DOKUZ KEZ SORGULANDIM
Selam-Tevhid dosyası ile ilgili İsrail'lilerin yaptığı sorgulamayı ve orada tercüman olan Türk Yahudi'lerinin tavırlarını anlatmak istiyorum; Öncelikle bu tercüman olarak gelen ve tarafsız olması gereken Türk vatandaşları, benim İsrail konsolosluğu önündeki mitinglerde neler yaptığımı ve siyonizme karşı nasıl davrandığımı sorgulayıcılara anlatarak beni ihbar ettiler. Oysa bunlar Türk vatandaşı Yahudi'lerdi. Kendi vatandaşlarını korumaları gerekiyordu. Sorgulamam sırasındaki bu ilk sorguydu. Dokuz kez sorgulandım. Bana ısrarla Başbakan Recep Tayyip Erdoğan, İran Cumhurbaşkanı Ahmedinejad, Hizbullah lideri Hasan Nasrallah hakkında sorular yönelttiler ve özellikle Başbakan Recep Tayyip Erdoğan'ın İran Cumhurbaşkanıyla toplantılarının içeriğini ve periyodik olarak ne kadar zamanda bir araya geldiklerini sordular. Ben de ikisi devlet başkanı olarak resmi görüşmeler için bir araya gelir ve bunlar da basın tarafından bilinir şeklinde cevap verdim.

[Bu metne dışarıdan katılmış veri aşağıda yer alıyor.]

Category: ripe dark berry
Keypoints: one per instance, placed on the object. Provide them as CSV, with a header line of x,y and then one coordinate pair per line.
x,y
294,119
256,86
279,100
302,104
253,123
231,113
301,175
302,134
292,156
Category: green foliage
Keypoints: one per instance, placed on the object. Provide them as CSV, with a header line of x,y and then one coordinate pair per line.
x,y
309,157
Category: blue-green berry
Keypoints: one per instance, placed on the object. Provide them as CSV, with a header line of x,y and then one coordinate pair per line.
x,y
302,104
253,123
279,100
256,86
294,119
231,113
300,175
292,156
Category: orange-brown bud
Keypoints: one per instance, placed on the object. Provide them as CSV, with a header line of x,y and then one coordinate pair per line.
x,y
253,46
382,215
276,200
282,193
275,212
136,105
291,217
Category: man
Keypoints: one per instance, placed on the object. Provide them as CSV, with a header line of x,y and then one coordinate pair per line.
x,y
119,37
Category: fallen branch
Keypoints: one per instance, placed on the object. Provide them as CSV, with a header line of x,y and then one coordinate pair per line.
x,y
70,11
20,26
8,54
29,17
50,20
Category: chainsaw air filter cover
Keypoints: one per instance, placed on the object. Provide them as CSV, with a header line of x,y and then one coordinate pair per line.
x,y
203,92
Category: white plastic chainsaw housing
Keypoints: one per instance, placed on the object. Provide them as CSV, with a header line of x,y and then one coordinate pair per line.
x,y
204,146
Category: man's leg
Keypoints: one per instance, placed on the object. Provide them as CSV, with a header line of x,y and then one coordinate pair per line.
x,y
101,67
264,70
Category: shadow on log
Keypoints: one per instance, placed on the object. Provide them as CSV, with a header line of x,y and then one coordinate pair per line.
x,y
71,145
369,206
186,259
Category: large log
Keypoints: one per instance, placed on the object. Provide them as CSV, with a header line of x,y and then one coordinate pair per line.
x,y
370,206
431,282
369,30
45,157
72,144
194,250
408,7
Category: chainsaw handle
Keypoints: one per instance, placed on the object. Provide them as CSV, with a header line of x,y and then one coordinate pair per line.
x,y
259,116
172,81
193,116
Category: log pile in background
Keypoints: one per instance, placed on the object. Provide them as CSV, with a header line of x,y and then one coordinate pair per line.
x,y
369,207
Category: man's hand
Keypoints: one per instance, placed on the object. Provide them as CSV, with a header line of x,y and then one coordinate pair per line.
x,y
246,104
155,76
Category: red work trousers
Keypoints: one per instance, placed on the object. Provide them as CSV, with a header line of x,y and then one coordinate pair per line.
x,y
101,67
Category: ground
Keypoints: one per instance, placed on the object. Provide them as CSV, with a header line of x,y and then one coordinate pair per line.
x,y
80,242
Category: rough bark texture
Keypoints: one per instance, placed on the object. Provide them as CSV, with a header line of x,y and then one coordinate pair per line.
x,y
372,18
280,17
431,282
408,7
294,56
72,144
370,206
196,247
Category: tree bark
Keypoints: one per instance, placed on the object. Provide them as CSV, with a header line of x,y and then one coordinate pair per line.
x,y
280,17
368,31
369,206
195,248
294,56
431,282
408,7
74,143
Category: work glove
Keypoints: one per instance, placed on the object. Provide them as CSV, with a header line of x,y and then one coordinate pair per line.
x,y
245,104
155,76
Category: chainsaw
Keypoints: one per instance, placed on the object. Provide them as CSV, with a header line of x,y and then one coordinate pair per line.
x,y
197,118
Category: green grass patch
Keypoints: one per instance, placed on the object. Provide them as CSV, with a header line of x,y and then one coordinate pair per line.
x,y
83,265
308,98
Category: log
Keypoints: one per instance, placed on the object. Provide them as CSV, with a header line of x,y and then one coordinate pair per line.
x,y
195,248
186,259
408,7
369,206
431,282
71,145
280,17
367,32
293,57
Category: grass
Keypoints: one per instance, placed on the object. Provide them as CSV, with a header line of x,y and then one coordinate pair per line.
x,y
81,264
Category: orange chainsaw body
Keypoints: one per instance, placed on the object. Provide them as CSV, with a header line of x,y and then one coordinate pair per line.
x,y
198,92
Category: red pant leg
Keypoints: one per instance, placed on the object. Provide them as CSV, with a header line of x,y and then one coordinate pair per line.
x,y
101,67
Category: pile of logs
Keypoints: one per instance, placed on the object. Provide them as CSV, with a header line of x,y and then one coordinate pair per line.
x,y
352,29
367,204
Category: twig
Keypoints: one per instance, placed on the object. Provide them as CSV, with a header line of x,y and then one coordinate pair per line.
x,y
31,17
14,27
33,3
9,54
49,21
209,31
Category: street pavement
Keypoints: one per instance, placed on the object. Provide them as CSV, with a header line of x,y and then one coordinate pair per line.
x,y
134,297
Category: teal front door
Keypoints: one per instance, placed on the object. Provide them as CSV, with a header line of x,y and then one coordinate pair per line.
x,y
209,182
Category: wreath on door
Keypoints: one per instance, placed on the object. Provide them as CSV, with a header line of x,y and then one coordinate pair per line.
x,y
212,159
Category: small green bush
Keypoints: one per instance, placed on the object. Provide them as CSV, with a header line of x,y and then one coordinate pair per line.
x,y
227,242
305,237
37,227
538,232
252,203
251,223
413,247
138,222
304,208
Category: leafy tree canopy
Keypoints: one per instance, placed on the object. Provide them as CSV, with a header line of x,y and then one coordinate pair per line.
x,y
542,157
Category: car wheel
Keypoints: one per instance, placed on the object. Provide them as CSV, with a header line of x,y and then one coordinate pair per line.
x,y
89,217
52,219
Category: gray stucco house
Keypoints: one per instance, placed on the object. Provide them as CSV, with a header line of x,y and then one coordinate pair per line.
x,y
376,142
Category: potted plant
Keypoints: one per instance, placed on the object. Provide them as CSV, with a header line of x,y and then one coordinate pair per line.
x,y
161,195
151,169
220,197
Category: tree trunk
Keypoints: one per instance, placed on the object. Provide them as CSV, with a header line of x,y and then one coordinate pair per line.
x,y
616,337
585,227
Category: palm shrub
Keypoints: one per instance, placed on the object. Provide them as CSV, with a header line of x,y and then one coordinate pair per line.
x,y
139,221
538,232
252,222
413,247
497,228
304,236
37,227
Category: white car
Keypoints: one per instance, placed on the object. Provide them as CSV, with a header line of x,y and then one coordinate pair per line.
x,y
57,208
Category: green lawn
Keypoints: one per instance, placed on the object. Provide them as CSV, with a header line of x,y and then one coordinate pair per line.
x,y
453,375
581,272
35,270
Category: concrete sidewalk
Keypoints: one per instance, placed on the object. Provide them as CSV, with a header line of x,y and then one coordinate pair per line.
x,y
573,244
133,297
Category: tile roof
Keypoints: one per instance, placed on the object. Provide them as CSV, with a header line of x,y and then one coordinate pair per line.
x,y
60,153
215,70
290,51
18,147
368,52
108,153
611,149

ERDOĞAN'I İRAN İLE İRTİBATLANDIRMAK İSTİYORLARDI
Bu sorgulama çok uzun sürdü. Hatta Türk Büyükelçili'ğinden gelen görevliyle beni görüştürmediler. Bu arada Gazze Başbakanı İsmail Haniye ile Hamas'ın siyasi lideri Halit Meşal'in benimle olan fotoğrafını gösterdiler. Ben de dedim ki Hasan Nasrallah ile de fotoğrafım var. Bundan nereye varmak istiyorsunuz. Siz bu bilgileri zaten internet sitemizden almışsınız. Orada görüntülerimiz var. Orada anladım ki Mavi Marmara olayını İran ile bağlantılandırmak istiyorlar ve Başbakan Recep Tayyip Erdoğan'ın İranla ilişkili olduğunu ifade ediyorlar. Bu sorgular sırasında Hakan Fidan ve İran soruları da gündeme geldi. Biz bu ilişkilerin olmadığını hatta Mavi Marmara'nın gönderilmesine hükumetin razı olmadığını, bunun sivil bir organizasyon olduğunu, dünyanın her tarafından aktivistlerin katıldığını ve İran'a bağlama çalışmalarının da gülünç olduğunu ifade ettik.

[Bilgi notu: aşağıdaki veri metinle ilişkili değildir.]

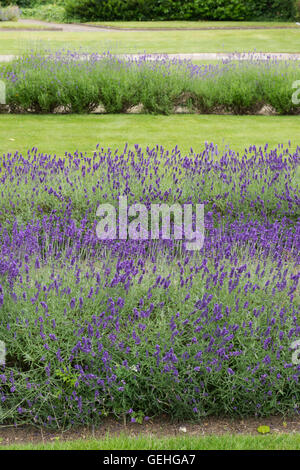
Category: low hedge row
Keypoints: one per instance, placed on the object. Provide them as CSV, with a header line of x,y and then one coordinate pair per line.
x,y
76,83
143,10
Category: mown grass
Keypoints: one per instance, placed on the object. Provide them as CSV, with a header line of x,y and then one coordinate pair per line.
x,y
283,40
19,26
143,442
193,24
58,133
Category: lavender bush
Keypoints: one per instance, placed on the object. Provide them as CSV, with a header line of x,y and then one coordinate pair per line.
x,y
139,328
10,13
78,82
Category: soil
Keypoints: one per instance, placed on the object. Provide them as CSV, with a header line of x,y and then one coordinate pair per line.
x,y
162,427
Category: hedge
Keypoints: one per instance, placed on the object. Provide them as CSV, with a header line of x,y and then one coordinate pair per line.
x,y
141,10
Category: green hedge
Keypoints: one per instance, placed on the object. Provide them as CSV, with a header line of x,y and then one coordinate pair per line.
x,y
141,10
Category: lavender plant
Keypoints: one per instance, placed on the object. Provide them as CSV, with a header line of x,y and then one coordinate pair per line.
x,y
139,328
79,82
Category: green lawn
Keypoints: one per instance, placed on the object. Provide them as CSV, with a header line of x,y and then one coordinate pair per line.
x,y
58,133
210,442
283,40
193,24
20,26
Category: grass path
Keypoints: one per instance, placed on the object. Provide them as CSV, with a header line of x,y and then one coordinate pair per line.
x,y
283,40
60,133
144,442
192,25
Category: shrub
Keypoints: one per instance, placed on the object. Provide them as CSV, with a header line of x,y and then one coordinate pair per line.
x,y
135,328
10,13
110,10
48,12
79,83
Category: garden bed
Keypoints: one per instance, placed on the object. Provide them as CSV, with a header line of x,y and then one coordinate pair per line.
x,y
76,82
140,328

TA O ZAMAN SELAM'I SORDULAR
Sonra Selam örgütü'nü tanıyor musun ve bağlantın var mı diye soruldu. Bu konu üzerinde çok durdular. Ben de daha önce burada Selam Örgütü diye bir çok insanın haksızlığa uğratıldığını bildiğim için ve bu Selam Örgütü'nü de İran ile bağlantılı diye bir takım çevreler Türkiye'de nitelendirdiği için bu konuya girmedim. Çünkü bunun yukarıdaki sorulara göre oyun olduğunu düşündüm. Mavi Marmara'yı İran ile bağlantılandırmaya çalıştıklarını düşündüm. Selam'ın İslam'da barış anlamına geldiğini, örgüt olamayacağını uzun bir şekilde anlattım. Fakat bu sırada karşılıklı sertleşmeler oldu. Bu süre içerisinde gemide 40 kişinin Kudüs Ordusu'yla ve Selam örgütüyle bağlantılı olduğunu ifade ettiler. Bu 40 kişi aslında Antalya'da gemiye binecekti fakat İstanbul'dan Antalya'ya giderken gemide de 40 kişi vardı. Onu kastettiklerini anladım, Mavi Marmara'yı İran'la ilintilendirmek istediklerini fark ettim. Bütün sorgulamalar sırasında sorulan sorular Hamas, İran, Hizbullah ve El Kaide ile bağlantılı olup olmadığımızdı. Bu arada Filistin'deki İslami Cihat'ı da sordular. Bütün bu sorgu sırasında karşılaştığım bu sorulara ve suçlamalara daha sonra Selam ve Tevhid Örgütü dosyasında da muhatap oldum. Selam ve Tevhid Örgütü dosyasını görünce çok üzüldüm. Türk yetkililerden önce İsrail'liler tarafından bana soru olarak yöneltilmesi bunun uluslararası bir komplo olduğunu, emniyet, yargı ve medyada bu komplonun uzantılarının olduğunu göstermektedir.